Institutions claim to be “African” yet Black foreigners experience discrimination, roundtable hears

South African universities, despite positioning themselves as inclusive and engaged African institutions in a global world, are failing to deal decisively with the growing issue of academic xenophobia, an online debate heard this week.

The debate, the ninth Presidential Roundtable webinar, hosted by the Academy of Science of South Africa, was held on 24 November. Themed “The threat of academic xenophobia to the future of SA universities”, it aimed to find ways to develop progressive employment regimes built on inclusive academic values.

The discussion comes as Assaf is investigating reports of anti-Black xenophobia in South African universities. The investigation, which started in August, is led by Assaf president Jonathan Jansen from Stellenbosch University, who also chaired this week’s roundtable.

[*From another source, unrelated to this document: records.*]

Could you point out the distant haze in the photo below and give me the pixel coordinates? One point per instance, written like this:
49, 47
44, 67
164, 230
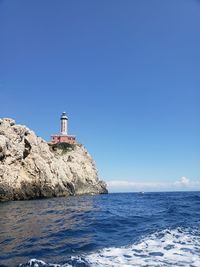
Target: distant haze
126, 73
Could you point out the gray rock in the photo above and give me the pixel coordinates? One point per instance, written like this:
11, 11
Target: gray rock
31, 168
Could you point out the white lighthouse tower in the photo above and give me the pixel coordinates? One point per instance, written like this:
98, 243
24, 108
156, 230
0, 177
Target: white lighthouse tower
64, 124
63, 137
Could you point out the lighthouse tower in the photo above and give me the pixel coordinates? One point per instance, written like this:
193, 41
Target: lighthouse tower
63, 137
64, 123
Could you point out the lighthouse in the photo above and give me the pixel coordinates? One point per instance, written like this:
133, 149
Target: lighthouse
63, 137
64, 124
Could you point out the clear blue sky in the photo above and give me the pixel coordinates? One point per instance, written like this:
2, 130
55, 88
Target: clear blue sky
127, 72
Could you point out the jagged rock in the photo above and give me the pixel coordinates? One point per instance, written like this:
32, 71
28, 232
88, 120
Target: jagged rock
31, 168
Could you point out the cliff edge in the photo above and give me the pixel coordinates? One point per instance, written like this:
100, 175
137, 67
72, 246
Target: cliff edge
31, 168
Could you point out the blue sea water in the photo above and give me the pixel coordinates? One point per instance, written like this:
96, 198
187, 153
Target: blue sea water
132, 229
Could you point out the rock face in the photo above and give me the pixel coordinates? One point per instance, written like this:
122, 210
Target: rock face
31, 168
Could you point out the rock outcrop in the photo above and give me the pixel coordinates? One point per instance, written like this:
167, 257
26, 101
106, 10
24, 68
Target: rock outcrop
31, 168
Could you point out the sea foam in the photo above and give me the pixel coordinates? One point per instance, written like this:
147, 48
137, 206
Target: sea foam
176, 247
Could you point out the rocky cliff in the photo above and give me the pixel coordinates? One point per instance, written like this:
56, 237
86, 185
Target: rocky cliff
31, 168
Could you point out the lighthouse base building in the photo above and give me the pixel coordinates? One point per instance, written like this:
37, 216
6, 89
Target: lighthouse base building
63, 137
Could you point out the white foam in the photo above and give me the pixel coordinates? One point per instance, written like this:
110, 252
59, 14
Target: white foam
162, 249
167, 248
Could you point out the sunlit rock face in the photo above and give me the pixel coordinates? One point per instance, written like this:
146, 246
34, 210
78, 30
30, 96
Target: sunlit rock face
31, 168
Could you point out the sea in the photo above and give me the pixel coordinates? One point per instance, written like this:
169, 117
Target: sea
118, 229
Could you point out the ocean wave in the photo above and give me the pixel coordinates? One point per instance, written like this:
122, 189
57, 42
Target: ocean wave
178, 247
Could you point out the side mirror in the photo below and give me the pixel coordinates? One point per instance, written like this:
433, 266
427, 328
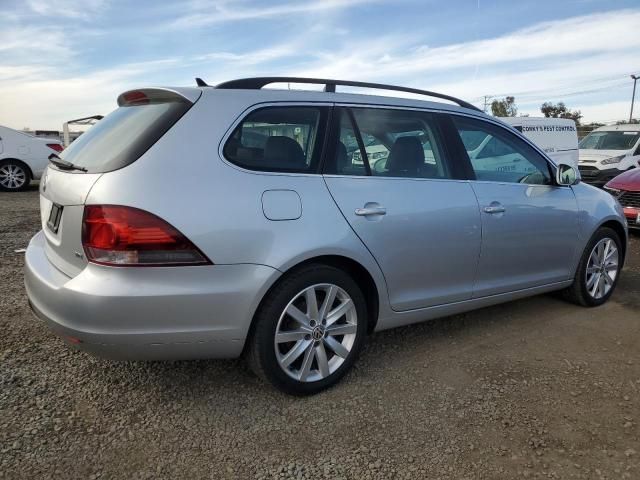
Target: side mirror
567, 175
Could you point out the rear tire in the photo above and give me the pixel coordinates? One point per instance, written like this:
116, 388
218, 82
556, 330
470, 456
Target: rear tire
14, 176
598, 271
309, 330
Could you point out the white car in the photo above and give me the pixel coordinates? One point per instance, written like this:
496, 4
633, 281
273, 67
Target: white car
23, 158
608, 151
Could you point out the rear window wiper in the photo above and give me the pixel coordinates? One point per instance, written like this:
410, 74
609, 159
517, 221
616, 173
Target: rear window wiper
63, 164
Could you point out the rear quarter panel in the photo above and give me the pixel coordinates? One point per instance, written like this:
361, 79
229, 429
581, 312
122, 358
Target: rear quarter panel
218, 206
595, 207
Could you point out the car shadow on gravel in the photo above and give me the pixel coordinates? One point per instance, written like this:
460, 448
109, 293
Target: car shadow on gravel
384, 351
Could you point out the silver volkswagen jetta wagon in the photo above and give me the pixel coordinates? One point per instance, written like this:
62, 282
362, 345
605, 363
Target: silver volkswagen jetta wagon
286, 225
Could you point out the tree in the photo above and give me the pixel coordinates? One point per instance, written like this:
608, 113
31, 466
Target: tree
504, 108
560, 110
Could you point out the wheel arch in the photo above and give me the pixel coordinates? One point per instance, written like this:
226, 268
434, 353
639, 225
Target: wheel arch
25, 164
355, 269
617, 227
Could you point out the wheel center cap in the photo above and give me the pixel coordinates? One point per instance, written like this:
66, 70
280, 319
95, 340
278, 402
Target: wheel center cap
317, 333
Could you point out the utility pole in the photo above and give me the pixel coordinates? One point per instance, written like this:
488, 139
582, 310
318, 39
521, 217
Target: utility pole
486, 102
633, 96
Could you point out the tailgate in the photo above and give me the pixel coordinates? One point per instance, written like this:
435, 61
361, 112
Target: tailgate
62, 196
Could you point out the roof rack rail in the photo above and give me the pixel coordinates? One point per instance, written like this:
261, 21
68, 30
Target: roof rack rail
257, 83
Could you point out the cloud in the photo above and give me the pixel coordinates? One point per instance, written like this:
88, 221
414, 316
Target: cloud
77, 9
216, 12
43, 80
35, 42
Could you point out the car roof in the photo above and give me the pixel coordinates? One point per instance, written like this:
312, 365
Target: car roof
624, 127
279, 95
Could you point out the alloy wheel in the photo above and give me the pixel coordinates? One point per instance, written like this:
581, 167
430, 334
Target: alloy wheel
12, 176
602, 268
316, 332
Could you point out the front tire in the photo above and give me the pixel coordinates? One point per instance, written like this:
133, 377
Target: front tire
598, 271
309, 330
14, 176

Precious Simba, an education professor also from Stellenbosch, told the roundtable that a quick internet search of 15 public South African universities had given her an impression of institutions that are accommodating to foreign academics, positioning themselves as ‘African’.

But, she said, the reality across the sector is different. “In day-to-day operations, there seems to be a consistent effort to push out African foreign national academics…There is some hypocrisy that lies there.”

She also noted that evidence suggests local Black academics seemed to be preferred to African foreign national ones. “I feel like what is happening in the universities is a hierarchisation of the ‘better Black’. So there is an inclusion of Black people in certain parts of the university. But even in that inclusion, there is a Black person that the labour policies preferred, and by doing so we start seeing the pushing out and exclusion of foreign nationals."

South African anger

Evance Kalula, a Zambia-born law professor based at the University of Cape Town, said the complex history of South Africa has turned its citizens into angry people, and he said this anger is unfortunately spilling over into the universities, where foreigners are seen as blocking space for locals.

“You South Africans are angry people. You are angry against each other and foreigners, but the anger that you people bear is also very self-destructive,” he said.

Jansen concluded that colleagues in academia should remember that an institution should by its nature be a place of non-discrimination.

“Universities don’t appoint on a nativeness policy. If that be the case, then we might as well be a church, mosque or synagogue," he said.